County residents will decide how much to shake up the current county council structure in this November’s election with a vote on three propositions devised by the Charter Review Commission.

“Decisions are twice as hard to make with six compared with three [council members]. This has been costly,” said Commission Chairman Gordon Peterson in a public presentation facilitated by the Eagle Forum on July 26.

The propositions would cut the council from six part-time members to three full-time members; replace the executive county administrator position with a county manager; and mandate that all county council meetings are open to the public.

Approved by majority vote by the 21-member commission, the propositions were developed through a series of meetings that included testimony from county officials, former freeholders, and others with a goal to facilitate a more effective governance structure. The propositions do not overturn Home Rule, adopted in 2005.

Proposition One

The CRC said having a six-member council has resulted in deadlocked votes, wasted time, and overall cost increases due to a greater load on county support staff and higher overhead, saying three is a more efficient number for decision-making.

Each Council Member is currently elected by voters in his or her own district; under Proposition One, all three would be elected by voters county-wide. While the three Council Members would still come from and represent three main geographical districts, candidates could be more likely to campaign – and address voter concerns – county-wide. The commission says this will provide for greater voter representation.

Of 39 Washington state counties, 34 operate with councils of three.

Peterson said a three-member leadership body has “140 years of success in San Juan County.”

Proposition Two

The commission states that the current county administrator, appointed by the council, is too powerful and unaccountable to the people of San Juan County.

“We don’t elect that guy [the county administrator]; he’s very powerful; he’s working with staff to come up with legislation,” said Peterson. “The cake is being baked behind the scenes.”

While the charter prohibits the council from interfering with the administrator’s job, the council holds hire/fire authority, creating what the commission concluded is a murky authority structure lacking in direct accountability to voters.

“What the freeholders tried to do [in the 2005 charter] was mandate that the county hire an administrator … and have the executive and legislative powers separate; but what we heard is that it wasn’t really working,” Moana Kutsche, commission member, told the Sounder. “People felt that the administrator wasn’t very responsive to the needs of people in the county.”
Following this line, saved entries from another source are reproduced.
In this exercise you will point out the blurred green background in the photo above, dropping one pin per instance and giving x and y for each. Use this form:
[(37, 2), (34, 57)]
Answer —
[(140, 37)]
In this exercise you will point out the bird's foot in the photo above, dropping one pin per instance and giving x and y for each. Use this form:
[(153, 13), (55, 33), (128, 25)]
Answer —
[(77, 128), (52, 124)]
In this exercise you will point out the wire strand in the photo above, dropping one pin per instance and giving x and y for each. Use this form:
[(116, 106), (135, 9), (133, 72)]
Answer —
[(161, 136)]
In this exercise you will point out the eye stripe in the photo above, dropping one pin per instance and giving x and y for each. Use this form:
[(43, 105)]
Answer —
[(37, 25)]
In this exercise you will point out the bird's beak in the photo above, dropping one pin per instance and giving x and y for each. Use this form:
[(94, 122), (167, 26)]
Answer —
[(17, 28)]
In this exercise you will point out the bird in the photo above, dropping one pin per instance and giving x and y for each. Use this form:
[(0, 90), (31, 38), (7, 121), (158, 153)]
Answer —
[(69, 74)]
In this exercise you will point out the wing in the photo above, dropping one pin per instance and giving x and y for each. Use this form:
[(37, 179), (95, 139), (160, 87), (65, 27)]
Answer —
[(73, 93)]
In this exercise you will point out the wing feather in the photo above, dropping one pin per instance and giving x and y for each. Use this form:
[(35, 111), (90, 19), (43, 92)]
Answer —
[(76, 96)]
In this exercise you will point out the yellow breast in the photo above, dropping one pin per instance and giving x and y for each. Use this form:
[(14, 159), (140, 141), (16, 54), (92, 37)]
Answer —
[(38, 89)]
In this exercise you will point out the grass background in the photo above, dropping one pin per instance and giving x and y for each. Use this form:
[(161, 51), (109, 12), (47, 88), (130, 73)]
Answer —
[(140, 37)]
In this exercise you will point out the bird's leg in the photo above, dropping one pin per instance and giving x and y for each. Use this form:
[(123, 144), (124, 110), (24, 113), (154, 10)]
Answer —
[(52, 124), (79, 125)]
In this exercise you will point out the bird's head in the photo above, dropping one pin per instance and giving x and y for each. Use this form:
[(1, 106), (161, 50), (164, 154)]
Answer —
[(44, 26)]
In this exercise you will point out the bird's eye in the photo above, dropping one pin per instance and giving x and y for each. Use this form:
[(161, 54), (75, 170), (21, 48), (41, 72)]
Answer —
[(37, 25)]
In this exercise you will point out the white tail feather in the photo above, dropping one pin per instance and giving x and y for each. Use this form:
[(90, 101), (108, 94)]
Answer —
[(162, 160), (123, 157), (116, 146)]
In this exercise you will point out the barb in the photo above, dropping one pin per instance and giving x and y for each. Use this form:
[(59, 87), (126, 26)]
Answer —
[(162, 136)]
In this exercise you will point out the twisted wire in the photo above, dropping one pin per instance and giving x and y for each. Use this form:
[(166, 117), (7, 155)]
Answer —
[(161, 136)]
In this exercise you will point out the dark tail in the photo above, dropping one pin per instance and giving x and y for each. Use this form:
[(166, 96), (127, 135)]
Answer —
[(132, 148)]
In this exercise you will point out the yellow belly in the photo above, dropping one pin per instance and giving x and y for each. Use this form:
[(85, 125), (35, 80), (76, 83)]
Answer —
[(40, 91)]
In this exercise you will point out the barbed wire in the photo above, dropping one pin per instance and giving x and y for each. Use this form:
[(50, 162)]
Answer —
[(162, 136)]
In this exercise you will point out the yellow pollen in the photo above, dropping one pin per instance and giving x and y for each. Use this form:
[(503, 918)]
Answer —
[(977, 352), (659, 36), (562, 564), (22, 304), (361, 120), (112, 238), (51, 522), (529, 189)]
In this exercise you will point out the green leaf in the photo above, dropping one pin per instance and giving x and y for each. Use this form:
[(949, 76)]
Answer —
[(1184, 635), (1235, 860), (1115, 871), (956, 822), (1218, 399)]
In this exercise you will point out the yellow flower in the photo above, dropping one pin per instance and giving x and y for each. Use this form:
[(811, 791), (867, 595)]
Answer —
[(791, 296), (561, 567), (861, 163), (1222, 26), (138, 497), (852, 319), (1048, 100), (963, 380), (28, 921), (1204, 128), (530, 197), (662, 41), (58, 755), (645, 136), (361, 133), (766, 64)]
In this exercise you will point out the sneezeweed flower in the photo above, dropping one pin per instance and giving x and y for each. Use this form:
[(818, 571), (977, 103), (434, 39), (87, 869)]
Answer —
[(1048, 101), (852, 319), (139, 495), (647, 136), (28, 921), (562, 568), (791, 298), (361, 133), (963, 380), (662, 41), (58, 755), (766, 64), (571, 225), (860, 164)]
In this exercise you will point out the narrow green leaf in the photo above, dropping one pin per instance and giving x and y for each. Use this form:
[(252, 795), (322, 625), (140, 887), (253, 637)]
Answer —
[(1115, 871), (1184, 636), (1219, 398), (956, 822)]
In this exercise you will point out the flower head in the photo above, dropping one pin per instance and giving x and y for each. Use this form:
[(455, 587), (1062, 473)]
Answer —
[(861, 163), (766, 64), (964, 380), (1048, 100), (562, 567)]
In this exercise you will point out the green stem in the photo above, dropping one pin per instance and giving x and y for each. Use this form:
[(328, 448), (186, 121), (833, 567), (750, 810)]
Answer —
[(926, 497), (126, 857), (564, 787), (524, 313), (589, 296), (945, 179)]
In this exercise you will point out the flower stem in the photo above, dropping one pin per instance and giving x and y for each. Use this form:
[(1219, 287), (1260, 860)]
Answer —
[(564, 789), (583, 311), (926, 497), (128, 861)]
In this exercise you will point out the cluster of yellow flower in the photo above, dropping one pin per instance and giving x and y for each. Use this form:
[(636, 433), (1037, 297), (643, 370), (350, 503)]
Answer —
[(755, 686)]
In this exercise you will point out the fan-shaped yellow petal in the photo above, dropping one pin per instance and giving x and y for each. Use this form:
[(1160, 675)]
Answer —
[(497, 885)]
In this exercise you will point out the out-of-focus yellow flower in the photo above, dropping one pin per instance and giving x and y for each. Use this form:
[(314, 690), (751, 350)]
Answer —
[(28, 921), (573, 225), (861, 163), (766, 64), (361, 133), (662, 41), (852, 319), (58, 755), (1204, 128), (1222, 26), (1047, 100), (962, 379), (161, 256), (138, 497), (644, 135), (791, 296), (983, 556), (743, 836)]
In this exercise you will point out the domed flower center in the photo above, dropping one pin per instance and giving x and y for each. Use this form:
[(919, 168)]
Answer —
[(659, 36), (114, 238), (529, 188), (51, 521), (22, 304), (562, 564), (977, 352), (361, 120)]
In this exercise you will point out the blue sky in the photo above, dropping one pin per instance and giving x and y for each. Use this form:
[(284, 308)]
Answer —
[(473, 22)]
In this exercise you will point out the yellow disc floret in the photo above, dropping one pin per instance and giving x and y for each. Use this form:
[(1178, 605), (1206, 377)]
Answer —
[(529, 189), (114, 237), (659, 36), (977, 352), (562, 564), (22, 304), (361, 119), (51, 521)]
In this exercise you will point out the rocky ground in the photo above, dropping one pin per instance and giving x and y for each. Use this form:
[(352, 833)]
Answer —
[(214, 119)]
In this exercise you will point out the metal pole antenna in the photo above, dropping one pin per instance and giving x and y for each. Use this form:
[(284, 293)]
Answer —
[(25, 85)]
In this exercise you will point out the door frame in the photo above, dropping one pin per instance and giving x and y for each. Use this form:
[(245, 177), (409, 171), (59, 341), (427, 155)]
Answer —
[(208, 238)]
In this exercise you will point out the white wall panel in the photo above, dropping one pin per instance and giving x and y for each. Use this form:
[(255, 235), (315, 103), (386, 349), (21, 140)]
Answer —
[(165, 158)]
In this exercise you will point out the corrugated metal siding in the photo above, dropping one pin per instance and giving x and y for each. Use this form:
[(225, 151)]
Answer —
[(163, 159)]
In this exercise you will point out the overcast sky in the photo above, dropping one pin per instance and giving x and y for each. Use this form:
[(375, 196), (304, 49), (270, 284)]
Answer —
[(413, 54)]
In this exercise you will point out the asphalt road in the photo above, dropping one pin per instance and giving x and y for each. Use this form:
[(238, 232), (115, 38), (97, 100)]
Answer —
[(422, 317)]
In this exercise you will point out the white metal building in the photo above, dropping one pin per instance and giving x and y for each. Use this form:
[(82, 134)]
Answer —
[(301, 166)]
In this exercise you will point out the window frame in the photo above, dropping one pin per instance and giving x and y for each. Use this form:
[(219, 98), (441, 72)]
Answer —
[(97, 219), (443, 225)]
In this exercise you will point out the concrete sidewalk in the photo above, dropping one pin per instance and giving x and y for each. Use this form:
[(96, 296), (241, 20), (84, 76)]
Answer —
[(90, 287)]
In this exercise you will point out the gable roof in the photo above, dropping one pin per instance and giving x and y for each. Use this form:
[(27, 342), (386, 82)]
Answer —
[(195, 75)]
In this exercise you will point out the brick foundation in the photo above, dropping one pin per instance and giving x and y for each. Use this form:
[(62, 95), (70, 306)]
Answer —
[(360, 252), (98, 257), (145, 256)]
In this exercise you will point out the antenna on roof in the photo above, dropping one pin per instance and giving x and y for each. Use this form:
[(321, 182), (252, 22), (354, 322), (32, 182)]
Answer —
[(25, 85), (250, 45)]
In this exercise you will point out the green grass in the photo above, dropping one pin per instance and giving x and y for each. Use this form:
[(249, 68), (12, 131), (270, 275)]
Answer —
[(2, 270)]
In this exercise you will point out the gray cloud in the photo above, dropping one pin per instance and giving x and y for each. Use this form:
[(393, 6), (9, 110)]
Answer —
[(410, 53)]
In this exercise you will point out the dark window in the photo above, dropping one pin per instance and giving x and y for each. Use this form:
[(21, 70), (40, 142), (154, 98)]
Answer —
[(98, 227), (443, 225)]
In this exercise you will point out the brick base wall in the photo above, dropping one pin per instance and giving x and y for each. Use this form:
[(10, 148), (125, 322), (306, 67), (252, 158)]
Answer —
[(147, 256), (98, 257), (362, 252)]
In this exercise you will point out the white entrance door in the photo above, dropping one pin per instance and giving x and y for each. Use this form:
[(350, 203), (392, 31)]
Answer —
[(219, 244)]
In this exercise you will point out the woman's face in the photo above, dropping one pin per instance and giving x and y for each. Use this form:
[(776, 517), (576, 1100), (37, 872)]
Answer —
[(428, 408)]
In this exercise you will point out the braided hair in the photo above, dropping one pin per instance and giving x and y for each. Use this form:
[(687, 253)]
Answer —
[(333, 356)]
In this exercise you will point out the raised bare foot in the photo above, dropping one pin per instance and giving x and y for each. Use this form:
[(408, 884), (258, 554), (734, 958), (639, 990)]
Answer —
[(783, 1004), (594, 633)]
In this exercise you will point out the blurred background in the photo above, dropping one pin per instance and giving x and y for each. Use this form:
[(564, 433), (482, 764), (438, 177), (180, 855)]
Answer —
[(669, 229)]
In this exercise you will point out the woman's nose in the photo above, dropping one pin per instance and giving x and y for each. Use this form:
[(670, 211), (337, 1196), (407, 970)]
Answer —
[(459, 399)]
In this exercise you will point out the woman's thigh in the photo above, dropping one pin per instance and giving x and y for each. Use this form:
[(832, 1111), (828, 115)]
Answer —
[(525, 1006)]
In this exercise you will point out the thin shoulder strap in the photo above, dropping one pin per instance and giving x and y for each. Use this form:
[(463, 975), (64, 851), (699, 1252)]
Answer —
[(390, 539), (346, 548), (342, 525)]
Proposition Three places executive and administrative powers not held by other elected officials firmly with the council, removing the county administrator as a separate executive power and replacing the position with a county manager directly accountable to the council, “recombining both executive and legislative powers under people who are directly accountable to the voters,” Kutsche said.

Proposition Three

At present, it is legal for up to three county council members to meet privately as a council sub-commitee. The commission said this prevents transparency.

“Three can’t pass anything but they can block everything actually producing a ‘no’ vote,” reads the commission’s frequently asked questions. “In our opinion everything should be out in the open.”

Proposition Three would amend the county charter to state that all meetings of the county council and its committees be open to the public except when an executive, or closed, session is allowed by law.

“All the people’s business will be in open meetings,” said Peterson.

Each proposition stands alone, and can pass or fail depending on voter approval.

The event was the first in a series of upcoming informational meetings the CRC plans to conduct on Orcas, with events concentrated after the August primary.

“Whatever the outcome … if people are more aware of how the government works, it’s a huge win,” Kutsche said.